In April, after getting my boat (a 1989 Tartan 28) in the water, I plan on quitting my job (first time ever doing such a thing) to get ready to leave for my Clipper training in the UK. That's a definite plan. What I have not done yet is purchase a plane ticket because I am trying to secure a crew position on a sailboat heading east from USA to UK! I've heard that some European sailors who have spent the winter in the Caribbean will head north, hugging the east coast until around NY or RI before crossing back to Europe, so I'm hoping I can find one of these boats that will welcome me. I have joined and posted ads in Crewseekers, 7knots, and Sailnet, but I understand it may be early still for any boats to solicit for crew. If anyone has any advice on how to find a boat or knows of anyone sailing said route, please let me know because if I can't find a boat by end of February/early March, I will be forced to buy a plane ticket  

The Clipper training dates I chose will start on May 26 and finish on June 26, which I expect will be rigorous yet efficient from a cost standpoint. My girlfriend is planning on meeting me in London after training so we can spend the next two weeks or so backpacking some of Europe. If anyone has any experience with the Clipper race/training, I'd love to hear about it because I'm the only person I know who has signed up for the race. I signed up for Leg 7 of the race (which is from West coast to East coast USA through Panama), but the actual race doesn't start until April 2018, so here is where I plan for the next nine months between training and the race.

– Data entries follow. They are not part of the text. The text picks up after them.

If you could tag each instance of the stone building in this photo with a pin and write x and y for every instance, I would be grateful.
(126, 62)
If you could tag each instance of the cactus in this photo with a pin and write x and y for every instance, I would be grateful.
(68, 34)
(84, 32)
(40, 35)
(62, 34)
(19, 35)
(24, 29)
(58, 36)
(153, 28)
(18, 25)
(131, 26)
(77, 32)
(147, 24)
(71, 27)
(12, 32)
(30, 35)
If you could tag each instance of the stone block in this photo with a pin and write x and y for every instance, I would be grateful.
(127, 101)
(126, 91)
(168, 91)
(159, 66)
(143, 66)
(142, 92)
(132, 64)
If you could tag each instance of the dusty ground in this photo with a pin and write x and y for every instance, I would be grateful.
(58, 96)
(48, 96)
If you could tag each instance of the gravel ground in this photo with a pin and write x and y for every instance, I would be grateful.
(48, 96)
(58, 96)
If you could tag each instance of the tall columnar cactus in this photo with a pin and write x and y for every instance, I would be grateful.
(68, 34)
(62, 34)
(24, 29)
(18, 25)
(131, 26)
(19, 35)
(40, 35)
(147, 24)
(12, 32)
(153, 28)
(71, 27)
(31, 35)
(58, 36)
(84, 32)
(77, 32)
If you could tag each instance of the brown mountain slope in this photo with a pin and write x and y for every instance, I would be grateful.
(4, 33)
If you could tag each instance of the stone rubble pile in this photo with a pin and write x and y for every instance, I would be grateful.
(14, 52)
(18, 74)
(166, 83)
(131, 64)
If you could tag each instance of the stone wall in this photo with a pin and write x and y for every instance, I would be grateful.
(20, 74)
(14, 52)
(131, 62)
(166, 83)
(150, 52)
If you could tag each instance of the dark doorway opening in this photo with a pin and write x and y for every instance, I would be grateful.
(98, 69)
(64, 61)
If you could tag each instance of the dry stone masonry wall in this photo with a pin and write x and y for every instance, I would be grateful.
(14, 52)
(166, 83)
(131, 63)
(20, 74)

This week, my fellow sailor friend convinced me to register my boat for the 41st Annual 'Around Long Island Regatta' in July, which is something that has been on both of our bucket lists for some time now. Once I return from my Euro trip, I will have a week or two of sailing my boat and a few practice races in the Great South Bay before the Regatta. My crew will all be experienced sailors, so I'm really excited for planning this race and confident that we will do well for our first time participating. I'm expecting light winds in July and navigating the currents in 'the race' as we round Orient Point will be strategic. The sail to, and overnight stay, in Rockaway for the start will be fun, as will be the sail home from Sea Cliff after the finish which will take us down the east river and out NY Harbor. If anyone has any advice or stories from this regatta, I would love to hear that as well.

The balance of the summer and fall is still up in the air, with possible cruises to Block Island and Newport before hurricane season officially starts... Carpe Diem! 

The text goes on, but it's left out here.